Ma non basta: «Il Visitatore ha doverosamente esaminato anche le principali accuse che sono state mosse a Rupnik, soprattutto quella che ha portato alla richiesta di scomunica. In base al copioso materiale documentario studiato, il Visitatore ha potuto riscontrare e ha quindi segnalato procedure gravemente anomale il cui esame ha generato fondati dubbi anche sulla stessa richiesta di scomunica». E così, «in considerazione della gravità di tali riscontri, il Cardinale Vicario ha rimesso la relazione alle Autorità competenti», cioè al Sant’Uffizio.

Il riferimento è decreto di scomunica emesso nel maggio 2020 dalla Congregazione per la dottrina della Fede per «assoluzione di un complice in un peccato contro il Sesto comandamento», il che significa che Rupnik aveva confessato e assolto una suora di cui aveva abusato sessualmente, vincolandola al silenzio: uno dei delitti canonici più gravi, punito con la scomunica latae sententiae, cioè automatica.

La scomunica è per la Chiesa una «pena medicinale», è previsto possa essere tolta a chi si pente, ma nel caso di Rupnik era avvenuto molto rapidamente ed era stata revocata dall’ex Sant’Uffizio «nello stesso mese». È possibile che il dicastero, allora guidato da un altro gesuita, il cardinale spagnolo Luis Ladaria, avesse preso la decisione senza aver consultato il Papa gesuita? «Posso immaginare che il prefetto abbia parlato col Santo Padre, ma non posso dire né sì né no», aveva risposto il padre generale dei gesuiti, Arturo Sosa.

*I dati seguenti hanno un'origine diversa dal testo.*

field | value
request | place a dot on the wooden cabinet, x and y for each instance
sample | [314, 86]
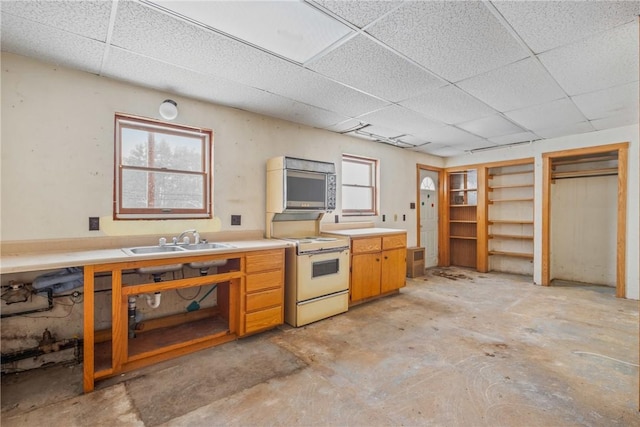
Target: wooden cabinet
[263, 305]
[510, 217]
[378, 265]
[250, 289]
[462, 199]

Intanto non era successo nulla e anzi proprio il cardinale De Donatis aveva affidato nel 2021 a padre Rupnik il rinnovamento della cappella del Seminario Romano. La storia era poi diventata pubblica il 5 dicembre dell’anno scorso, con una nota nella quale la Compagnia informava che «nel 2021» il Dicastero per la dottrina della Fede aveva ricevuto contro Rupnik una denuncia di abusi ai danni di suore della Comunità di Loyola a Lubiana, fondata alla fine degli anni Ottanta e della quale il gesuita sloveno era «padre spirituale».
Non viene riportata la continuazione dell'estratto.